Lack of discharge planning needs puts all patients at risk for not receiving appropriate referrals and knowledge of availability of resources.

HHA AND SNF REQUIREMENTS

Tag No.: A0823

Based on patient medical record review, policy review, and staff interview the hospital failed to include in the discharge plan a list of home health agencies or skilled nursing facilities that are available to the patient that serve the geographic area in which the patient resides, or in the geographic area requested by the patient.

The findings included:

a. Review of the entire medical record for (P38) revealed there was no indication of discharge planning information or community resource information provided to the patient or the family.
b. Review of facility policy titled "Discharge Planning Policy" on 2/6/13 in an office in the facility revealed the policy states "Discharge planning is an integral part of the medical care process and begins upon admission. The discharge planning process involves constant communication among patients, families, staff, and community agencies. It is through such a discharge planning program that the medical care process can be documented and assessed as to its quality and organization. Discharge planning must begin at the time of admission and be considered throughout the hospital course of treatment.
c. In an interview with (S14) on 2/6/13 at 10:25 a.m. in the nurses station (S14) indicated there was a patient she had assisted the family in setting up hospice care. (S14) indicated there would be documentation in the patient medical record to indicate the communication between the nursing staff and the family in regard to the discharge planning process in setting up hospice care for the patient upon discharge. (S14) stated the hospital does not keep a list of community agencies to give to the patients to have a choice. She further stated if patients do not have an agency that is currently seeing them they ask the family if they are aware of any agencies they want to use.

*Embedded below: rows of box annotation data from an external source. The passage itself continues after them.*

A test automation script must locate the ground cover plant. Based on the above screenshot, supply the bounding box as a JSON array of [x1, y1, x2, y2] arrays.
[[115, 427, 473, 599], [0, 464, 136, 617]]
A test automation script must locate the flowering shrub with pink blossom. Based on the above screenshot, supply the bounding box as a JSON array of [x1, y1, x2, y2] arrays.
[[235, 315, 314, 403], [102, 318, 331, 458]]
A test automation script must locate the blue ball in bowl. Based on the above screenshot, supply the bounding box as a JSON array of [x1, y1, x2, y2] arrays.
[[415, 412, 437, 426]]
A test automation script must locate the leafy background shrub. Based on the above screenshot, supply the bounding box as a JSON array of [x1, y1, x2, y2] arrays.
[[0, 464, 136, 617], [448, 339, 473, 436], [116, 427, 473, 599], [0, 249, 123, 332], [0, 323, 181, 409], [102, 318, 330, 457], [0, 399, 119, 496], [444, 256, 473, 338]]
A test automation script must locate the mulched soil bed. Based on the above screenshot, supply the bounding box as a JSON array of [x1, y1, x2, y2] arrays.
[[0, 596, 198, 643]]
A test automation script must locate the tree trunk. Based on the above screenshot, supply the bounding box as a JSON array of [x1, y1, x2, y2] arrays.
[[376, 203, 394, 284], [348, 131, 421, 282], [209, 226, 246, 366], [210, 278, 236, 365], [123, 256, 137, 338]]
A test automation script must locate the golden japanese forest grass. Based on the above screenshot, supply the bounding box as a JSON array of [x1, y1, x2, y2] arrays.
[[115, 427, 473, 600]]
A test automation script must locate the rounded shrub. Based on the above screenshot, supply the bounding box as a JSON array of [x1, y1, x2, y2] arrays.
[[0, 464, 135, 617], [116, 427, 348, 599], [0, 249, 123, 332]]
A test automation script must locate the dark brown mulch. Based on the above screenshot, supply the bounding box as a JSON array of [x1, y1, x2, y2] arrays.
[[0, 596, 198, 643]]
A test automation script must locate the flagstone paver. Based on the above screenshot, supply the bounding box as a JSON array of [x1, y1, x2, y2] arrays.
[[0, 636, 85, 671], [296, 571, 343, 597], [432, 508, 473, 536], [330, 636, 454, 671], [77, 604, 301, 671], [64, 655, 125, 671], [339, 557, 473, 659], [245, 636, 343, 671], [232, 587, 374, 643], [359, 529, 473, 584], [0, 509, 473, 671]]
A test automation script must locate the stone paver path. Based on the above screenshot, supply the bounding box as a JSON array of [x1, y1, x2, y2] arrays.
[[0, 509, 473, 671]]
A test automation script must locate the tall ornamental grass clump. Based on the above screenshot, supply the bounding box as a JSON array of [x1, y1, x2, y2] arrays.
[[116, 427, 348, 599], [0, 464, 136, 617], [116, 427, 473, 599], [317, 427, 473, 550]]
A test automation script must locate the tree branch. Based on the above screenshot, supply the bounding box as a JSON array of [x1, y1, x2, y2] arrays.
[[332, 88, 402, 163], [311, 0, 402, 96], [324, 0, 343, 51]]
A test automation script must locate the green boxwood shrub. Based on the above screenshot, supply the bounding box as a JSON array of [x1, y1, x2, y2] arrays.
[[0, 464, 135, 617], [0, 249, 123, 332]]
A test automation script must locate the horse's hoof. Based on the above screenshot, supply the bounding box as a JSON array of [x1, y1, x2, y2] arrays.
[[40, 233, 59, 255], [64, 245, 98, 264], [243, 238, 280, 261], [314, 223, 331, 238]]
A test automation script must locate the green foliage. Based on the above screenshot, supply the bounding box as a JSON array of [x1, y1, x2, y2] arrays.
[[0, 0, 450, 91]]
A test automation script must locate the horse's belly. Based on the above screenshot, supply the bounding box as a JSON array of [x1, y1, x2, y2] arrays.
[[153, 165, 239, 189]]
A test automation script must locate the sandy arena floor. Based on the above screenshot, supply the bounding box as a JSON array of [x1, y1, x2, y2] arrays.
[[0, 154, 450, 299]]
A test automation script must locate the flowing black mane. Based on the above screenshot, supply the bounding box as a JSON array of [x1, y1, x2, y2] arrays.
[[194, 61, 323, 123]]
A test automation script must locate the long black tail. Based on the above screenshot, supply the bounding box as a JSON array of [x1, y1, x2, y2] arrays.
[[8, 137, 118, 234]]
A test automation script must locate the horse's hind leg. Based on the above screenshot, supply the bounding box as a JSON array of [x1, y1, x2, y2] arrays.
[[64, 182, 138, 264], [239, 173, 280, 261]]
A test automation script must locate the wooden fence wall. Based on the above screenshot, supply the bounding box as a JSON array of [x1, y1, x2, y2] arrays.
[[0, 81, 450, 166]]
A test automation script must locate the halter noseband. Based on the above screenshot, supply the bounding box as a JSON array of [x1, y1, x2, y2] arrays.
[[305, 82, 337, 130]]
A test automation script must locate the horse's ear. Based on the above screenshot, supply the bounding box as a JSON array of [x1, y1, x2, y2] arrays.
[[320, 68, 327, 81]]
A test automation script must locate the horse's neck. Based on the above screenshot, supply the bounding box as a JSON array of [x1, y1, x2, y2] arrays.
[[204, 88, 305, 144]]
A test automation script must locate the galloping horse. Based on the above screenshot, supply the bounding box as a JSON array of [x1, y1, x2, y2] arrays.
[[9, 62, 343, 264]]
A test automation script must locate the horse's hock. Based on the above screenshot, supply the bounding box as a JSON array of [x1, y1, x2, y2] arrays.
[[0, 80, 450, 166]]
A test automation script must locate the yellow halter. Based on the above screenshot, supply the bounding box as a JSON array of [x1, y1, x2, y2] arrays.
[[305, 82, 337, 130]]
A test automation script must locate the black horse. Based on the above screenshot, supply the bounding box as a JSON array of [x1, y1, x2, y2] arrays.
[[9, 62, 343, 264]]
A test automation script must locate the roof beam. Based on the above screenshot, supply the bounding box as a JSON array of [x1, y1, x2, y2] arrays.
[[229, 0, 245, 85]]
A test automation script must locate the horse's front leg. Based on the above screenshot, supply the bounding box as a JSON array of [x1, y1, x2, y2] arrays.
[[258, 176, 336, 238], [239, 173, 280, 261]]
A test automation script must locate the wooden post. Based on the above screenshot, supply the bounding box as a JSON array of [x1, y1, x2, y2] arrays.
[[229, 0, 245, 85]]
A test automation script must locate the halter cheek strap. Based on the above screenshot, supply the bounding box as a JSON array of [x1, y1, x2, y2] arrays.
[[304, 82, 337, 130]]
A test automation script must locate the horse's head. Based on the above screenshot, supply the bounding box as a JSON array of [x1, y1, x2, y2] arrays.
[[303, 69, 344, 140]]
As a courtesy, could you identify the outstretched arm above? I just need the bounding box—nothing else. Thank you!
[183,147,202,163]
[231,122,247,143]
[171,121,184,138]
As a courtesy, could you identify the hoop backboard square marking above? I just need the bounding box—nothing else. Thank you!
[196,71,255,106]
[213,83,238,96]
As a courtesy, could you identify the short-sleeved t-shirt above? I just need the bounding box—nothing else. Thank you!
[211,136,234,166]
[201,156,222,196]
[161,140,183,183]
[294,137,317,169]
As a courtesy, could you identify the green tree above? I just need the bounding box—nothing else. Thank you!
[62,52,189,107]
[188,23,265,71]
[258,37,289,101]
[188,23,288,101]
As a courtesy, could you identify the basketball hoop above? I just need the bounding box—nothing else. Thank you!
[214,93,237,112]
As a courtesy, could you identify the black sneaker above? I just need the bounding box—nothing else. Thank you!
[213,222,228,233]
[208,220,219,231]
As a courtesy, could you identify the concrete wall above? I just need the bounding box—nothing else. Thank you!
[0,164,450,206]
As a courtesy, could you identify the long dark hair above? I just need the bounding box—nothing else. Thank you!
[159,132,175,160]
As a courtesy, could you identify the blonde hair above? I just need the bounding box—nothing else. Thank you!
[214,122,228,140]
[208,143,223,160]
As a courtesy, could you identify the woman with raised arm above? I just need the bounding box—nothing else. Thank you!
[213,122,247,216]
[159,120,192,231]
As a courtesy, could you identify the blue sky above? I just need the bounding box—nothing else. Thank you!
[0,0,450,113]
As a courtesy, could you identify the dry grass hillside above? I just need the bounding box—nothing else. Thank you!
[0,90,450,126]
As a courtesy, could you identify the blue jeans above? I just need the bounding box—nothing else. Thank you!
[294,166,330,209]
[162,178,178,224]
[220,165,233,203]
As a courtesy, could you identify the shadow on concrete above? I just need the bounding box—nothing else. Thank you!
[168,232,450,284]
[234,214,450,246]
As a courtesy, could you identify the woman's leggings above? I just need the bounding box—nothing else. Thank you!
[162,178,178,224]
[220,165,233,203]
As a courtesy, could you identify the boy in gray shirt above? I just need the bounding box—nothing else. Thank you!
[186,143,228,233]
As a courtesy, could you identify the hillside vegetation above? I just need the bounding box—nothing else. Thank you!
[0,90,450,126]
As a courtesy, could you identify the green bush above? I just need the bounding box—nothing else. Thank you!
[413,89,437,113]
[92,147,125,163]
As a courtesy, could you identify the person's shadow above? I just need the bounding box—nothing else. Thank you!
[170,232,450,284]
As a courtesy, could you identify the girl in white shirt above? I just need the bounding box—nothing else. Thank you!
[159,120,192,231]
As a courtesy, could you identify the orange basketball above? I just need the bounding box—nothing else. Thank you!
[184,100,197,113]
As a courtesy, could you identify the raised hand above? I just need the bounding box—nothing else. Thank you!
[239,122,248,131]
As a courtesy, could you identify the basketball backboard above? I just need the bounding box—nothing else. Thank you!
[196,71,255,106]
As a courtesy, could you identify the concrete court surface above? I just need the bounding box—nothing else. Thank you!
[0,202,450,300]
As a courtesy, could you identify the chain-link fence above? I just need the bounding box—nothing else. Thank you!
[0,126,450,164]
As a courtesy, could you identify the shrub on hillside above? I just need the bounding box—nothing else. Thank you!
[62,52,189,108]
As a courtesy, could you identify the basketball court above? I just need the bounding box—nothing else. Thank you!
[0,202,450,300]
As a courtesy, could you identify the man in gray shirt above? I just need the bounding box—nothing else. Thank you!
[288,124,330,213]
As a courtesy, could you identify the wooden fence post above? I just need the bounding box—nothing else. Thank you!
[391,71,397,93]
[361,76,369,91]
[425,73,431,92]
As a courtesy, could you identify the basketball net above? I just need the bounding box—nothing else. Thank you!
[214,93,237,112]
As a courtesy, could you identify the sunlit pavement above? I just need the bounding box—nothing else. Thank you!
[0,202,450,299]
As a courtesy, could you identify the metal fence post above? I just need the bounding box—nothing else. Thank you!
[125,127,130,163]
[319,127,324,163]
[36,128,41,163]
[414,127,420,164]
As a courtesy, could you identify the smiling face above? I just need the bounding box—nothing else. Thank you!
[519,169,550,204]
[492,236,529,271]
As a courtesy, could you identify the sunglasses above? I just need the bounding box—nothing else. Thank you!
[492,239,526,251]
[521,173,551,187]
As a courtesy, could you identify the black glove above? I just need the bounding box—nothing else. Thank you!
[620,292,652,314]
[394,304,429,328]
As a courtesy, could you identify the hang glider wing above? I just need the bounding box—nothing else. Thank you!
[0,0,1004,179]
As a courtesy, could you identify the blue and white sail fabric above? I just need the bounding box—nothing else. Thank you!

(S14) confirmed the lack of discharge planning notes and documentation for (P38).

Lack of discharge planning needs puts all patients at risk for not receiving appropriate referrals and knowledge of availability of resources.

No Description Available

Tag No.: A0266

1. Based on review of Quality Meeting Minutes, Governing Body Meeting Minutes, and staff interview the facility failed to identify, review, and trend medical errors that occurred in the facility.

The Findings included:

a. Review of Quality Improvement Committee Meeting Minutes on 2/6/12 in the facility conference room for January 2012-January 2013 revealed no evidence the facility identified, reviewed, and or trended medical errors.

Review of Governing Board Meeting Minutes on 2/12/13 at 2:30p.m. from March 30, 2012 to January 2, 2013 revealed no evidence the facility identified, reviewed, and or trended medical errors.

b. An interview conducted with (S7) on 2/06/13 at 2:30p.m. following her own review of the findings revealed she was aware of the discrepancies found. (S7) confirmed that the facility does not track, trend or review medical errors as a committee. (S7) stated that she corrects nursing staff as issues occur. (S7) could not verbally state or produce any documentation that instructed staff on what was a reportable medical error, how to report those errors, and actions to take when medical errors occurred.